Usually in calculus subjects multiplying two sides of an equation by a variable is "correct" and can be applied to get from an expression "X" to another expression "Y". If the first expression is correct, the second one should be too. Adding a certain number to both sides is also valid, too.
Is this same method correct in boolean algebra? Say I want to prove that this expression:
a) x + y = y
is equivalent to:
b) ~x + y = 1
I would have to prove two things: first, that if a) is true, then b) is always true.

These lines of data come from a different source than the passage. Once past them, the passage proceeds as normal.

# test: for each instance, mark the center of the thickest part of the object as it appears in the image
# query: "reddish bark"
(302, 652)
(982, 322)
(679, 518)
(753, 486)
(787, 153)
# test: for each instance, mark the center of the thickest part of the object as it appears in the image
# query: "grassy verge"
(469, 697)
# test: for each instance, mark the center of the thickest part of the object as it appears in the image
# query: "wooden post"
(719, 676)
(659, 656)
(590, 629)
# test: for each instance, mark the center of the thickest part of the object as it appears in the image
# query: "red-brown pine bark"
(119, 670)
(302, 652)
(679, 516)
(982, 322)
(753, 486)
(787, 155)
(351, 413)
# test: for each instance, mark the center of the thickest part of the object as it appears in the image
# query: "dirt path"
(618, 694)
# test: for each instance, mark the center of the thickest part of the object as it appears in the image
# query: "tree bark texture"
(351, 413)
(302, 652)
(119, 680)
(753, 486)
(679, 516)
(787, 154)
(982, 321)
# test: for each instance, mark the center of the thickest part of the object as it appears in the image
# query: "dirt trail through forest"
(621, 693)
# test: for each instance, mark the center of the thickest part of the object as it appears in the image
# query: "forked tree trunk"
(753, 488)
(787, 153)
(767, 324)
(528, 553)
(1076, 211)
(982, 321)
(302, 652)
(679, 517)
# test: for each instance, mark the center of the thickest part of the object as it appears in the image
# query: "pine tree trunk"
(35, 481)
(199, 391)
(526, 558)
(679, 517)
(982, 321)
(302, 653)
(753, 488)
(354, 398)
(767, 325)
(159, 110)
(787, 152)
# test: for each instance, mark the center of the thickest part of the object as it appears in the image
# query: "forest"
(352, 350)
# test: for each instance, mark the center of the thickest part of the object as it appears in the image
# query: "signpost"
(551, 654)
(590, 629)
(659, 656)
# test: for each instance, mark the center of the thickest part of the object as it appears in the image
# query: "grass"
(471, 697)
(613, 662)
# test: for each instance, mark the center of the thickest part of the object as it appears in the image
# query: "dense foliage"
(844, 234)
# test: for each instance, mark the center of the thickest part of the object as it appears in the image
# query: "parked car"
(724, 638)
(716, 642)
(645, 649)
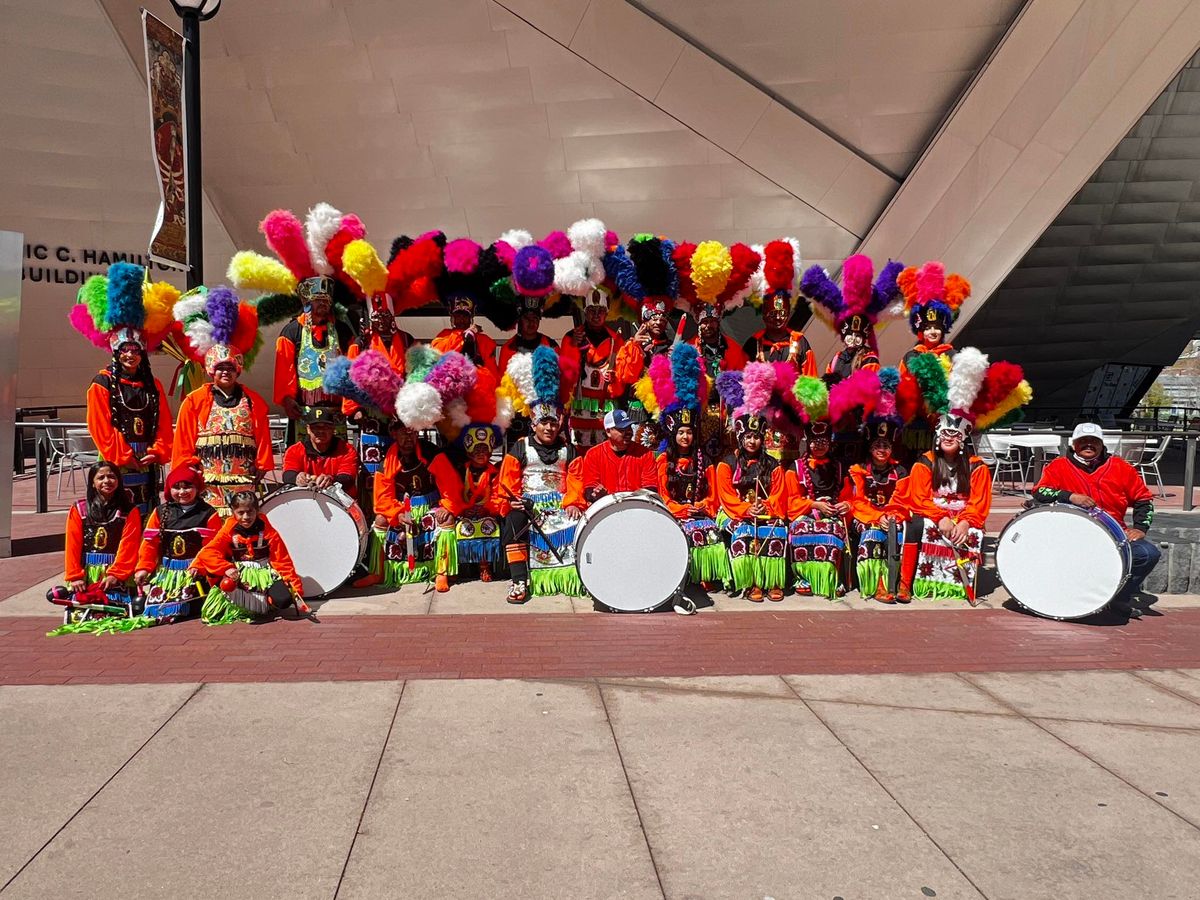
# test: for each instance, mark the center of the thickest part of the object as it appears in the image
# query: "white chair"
(1007, 465)
(1150, 467)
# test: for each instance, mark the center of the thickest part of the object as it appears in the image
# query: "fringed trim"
(108, 625)
(821, 576)
(924, 589)
(559, 580)
(873, 577)
(709, 563)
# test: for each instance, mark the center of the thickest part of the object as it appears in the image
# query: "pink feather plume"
(856, 282)
(453, 376)
(285, 235)
(373, 375)
(81, 318)
(862, 389)
(660, 379)
(461, 256)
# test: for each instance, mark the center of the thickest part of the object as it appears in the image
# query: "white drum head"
(322, 537)
(630, 552)
(1060, 562)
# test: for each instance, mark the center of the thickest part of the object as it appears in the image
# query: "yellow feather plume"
(159, 299)
(361, 263)
(1019, 396)
(645, 391)
(253, 271)
(711, 268)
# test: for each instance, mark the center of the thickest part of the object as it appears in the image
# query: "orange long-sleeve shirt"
(193, 413)
(109, 442)
(736, 507)
(391, 507)
(708, 502)
(150, 552)
(513, 480)
(219, 555)
(916, 492)
(126, 549)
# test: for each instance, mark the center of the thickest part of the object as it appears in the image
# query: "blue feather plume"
(546, 375)
(125, 305)
(685, 375)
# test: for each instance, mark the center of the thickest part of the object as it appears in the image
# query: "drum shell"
(645, 561)
(1079, 571)
(313, 547)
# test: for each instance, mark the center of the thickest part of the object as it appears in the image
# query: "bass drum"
(325, 534)
(1063, 562)
(630, 551)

And second, that if b) is true, then a) is always true, too.
Suppose a) is correct
x + y = y -> Multiply both sides by ~y and get:
~y(x+y) = ~y*y -> Apply distribution and complementary's axiom:
~yx + ~yy = 0 -> Apply complementary's axiom again:
~y*x + 0 = 0 -> Apply DeMorgan's law:
~(y+ ~x) = 0 -> Put complementary on both sides:
y + ~x = 1
Until now, are all these steps correct and not made up fallacies?
Many thanks!
You want to show that the expression $x+y = y$ is true iff the expression $\lnot x + y = 1$.
One way is to make truth tables for all values of $x,y$ and check that the tables are the same (they are).
Here is an algebraic proof:
Suppose $x+y = y$, then $x+\lnot x + y = y+\lnot x$ and since $x+\lnot x = 1$ we have $1 = y+\lnot x$.
Now suppose $\lnot x + y = 1$, then $\lnot y(\lnot x + y) = \lnot y$ and hence $\lnot y\lnot x = \lnot y$. Now invert both sides and use De Morgan to get $x + y = y$.